Companies Reminded of Fragile Consumer Trust Ahead of GDPR
The majority (64%) of customers trust companies with their personal information. However, Baringa Partners warns that businesses will have to work much harder to maintain levels of trust when General Data Protection Regulation comes into force. Baringa’s new report explains how customer behaviour is changing and advises companies on preparing to meet their demands.
Companies would be wrong to assume that data privacy is an issue the public are unaware of or uninterested in. The research reveals many customers would take serious action in the event of a significant personal data breach, with up to 55% at risk of walking away from their bank, energy company or TV, phone or internet provider. As many as 30% of affected customers would ‘switch provider immediately’ and a further 25% would ‘wait to see a media response or what others say and do’ before switching.
The findings also show that customers are likely to care more and do more about their data privacy in future. Under GDPR, individuals will have the right to find out whether or not personal data concerning them is being processed, where and for what purpose. Companies will be obliged to return a free electronic copy of the individual’s personal data within thirty days, a service up to 70% of customers say they are likely to take advantage of. No company knows exactly how many customers will submit such a request, but firms with millions of customers are likely to face serious operational challenges.
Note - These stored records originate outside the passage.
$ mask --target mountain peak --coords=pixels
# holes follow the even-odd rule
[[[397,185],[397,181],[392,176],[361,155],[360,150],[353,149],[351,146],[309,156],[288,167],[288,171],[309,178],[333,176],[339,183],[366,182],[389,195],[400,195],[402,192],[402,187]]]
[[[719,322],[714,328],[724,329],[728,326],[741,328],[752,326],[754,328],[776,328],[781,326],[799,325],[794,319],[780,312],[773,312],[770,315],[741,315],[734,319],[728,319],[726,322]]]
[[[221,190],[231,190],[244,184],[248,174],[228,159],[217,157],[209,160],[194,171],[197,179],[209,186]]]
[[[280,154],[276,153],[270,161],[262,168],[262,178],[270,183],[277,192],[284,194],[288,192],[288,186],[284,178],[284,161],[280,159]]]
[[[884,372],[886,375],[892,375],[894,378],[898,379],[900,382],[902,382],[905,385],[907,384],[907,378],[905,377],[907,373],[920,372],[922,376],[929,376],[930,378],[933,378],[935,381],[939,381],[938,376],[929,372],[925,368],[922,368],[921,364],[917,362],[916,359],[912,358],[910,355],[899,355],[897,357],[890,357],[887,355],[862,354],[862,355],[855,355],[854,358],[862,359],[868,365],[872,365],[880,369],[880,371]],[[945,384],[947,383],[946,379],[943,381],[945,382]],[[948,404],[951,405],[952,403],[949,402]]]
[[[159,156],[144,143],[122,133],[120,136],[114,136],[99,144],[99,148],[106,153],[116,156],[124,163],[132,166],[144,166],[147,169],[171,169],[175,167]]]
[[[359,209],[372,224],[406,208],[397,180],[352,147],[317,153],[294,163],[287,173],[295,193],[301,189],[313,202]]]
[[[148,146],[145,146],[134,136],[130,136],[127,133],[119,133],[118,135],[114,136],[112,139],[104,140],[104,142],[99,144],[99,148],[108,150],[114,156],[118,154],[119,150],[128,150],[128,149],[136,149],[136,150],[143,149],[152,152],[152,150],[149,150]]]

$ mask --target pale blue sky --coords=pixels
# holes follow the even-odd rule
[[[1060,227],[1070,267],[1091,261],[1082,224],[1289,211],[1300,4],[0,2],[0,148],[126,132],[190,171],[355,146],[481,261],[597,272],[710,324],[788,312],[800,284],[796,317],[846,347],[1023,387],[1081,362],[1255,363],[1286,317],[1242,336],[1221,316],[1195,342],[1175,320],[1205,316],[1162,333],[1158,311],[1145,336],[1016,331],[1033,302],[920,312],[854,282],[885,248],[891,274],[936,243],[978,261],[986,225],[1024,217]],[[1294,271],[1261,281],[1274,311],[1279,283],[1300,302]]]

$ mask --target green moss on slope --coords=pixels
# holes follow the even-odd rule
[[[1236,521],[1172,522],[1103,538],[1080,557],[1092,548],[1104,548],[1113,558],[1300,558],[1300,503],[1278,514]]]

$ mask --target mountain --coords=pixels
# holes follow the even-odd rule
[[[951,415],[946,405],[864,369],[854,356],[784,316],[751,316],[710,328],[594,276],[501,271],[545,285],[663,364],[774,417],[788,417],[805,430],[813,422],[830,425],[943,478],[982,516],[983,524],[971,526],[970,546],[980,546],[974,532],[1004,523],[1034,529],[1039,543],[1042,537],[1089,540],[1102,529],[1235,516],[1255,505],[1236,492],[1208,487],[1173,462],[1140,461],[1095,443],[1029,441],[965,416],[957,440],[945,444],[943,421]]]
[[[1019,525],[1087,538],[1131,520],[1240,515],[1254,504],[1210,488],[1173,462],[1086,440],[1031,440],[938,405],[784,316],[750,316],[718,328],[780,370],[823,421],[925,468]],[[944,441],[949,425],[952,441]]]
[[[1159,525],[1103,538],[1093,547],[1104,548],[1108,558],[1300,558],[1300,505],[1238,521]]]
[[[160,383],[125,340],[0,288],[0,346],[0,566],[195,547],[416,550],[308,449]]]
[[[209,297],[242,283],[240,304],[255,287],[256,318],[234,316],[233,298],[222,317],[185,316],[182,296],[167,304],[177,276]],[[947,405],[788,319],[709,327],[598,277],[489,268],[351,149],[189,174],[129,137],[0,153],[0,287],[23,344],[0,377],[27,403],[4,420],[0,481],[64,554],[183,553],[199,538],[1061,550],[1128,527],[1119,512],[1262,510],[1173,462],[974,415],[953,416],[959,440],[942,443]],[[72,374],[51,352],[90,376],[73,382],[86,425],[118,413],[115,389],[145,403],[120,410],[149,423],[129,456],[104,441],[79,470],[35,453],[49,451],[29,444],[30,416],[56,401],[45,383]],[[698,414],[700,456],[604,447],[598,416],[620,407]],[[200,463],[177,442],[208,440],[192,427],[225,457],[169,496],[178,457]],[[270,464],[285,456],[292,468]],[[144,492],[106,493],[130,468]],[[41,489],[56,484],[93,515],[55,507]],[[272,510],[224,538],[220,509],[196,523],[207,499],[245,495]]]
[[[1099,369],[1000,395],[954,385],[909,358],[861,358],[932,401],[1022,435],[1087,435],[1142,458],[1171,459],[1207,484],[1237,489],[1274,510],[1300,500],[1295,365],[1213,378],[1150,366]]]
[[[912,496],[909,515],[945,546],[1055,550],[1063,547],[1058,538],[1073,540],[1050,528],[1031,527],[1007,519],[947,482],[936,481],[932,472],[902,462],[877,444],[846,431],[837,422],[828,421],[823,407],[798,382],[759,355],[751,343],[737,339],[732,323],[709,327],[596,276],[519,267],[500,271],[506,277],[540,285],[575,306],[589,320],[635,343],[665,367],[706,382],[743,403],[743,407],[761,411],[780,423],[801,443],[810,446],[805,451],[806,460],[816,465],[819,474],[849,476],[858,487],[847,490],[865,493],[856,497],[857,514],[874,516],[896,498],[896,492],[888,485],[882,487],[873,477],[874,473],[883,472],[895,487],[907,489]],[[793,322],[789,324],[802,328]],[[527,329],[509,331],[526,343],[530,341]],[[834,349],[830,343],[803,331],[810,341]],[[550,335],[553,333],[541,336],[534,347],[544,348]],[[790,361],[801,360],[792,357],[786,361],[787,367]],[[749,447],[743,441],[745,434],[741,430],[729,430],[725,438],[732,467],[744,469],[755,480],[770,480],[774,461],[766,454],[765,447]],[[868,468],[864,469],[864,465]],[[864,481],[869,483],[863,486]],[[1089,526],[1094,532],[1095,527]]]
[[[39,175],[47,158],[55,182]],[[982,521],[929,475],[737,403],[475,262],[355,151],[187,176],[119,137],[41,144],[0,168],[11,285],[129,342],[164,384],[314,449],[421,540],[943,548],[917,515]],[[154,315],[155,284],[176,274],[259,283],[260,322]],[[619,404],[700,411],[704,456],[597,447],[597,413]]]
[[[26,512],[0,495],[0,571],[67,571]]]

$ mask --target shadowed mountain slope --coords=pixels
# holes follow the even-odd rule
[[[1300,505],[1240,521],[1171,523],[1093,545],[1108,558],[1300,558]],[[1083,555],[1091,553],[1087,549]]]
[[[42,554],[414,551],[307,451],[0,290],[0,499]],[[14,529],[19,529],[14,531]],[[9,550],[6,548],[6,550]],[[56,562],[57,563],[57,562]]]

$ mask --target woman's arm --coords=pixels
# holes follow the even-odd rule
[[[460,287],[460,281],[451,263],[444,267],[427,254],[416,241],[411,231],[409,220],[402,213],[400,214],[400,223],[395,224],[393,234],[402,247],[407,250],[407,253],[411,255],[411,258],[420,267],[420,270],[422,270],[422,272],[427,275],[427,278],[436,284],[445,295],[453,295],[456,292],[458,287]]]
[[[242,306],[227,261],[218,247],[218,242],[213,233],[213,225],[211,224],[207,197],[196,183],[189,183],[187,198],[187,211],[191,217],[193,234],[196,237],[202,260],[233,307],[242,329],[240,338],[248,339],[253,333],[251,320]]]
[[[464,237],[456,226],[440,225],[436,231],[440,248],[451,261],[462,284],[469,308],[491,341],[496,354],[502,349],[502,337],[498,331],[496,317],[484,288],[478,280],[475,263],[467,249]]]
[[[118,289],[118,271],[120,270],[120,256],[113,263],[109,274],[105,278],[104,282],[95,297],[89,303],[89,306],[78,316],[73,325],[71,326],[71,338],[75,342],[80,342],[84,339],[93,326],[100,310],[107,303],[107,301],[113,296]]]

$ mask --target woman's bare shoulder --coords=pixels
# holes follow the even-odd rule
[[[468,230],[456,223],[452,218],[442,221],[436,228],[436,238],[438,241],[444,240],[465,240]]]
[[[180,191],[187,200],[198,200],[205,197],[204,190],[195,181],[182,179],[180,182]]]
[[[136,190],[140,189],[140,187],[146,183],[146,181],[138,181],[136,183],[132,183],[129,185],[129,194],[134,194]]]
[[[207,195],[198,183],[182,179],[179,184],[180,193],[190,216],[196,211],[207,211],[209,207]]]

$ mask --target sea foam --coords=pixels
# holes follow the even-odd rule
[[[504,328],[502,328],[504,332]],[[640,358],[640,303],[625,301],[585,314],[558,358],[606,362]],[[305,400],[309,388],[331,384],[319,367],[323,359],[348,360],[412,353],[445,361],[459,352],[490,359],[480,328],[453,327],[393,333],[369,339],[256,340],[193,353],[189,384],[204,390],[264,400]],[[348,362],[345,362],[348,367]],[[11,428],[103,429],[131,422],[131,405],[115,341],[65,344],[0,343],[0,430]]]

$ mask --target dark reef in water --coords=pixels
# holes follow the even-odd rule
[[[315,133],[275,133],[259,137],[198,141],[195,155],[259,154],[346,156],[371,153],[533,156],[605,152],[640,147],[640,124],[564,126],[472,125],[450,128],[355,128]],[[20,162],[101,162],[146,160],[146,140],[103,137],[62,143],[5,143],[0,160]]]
To earn a reputation for good data privacy management, companies must go beyond hygiene factors. Those that strive to better understand their customers’ fears and needs, and actively communicate the mutual benefits of data sharing, will discover opportunities to gain a competitive edge over their peers. Companies are currently some way off this reality. The majority of customers (67%) do not want to share additional data about themselves with their existing providers, and even fewer would be happy for this information to be shared with third parties (74%). However, the main reason people would be happy to do so is to ‘get cheaper products or services’ (18%), demonstrating that where there is tangible value in it, customers are more open to sharing their data.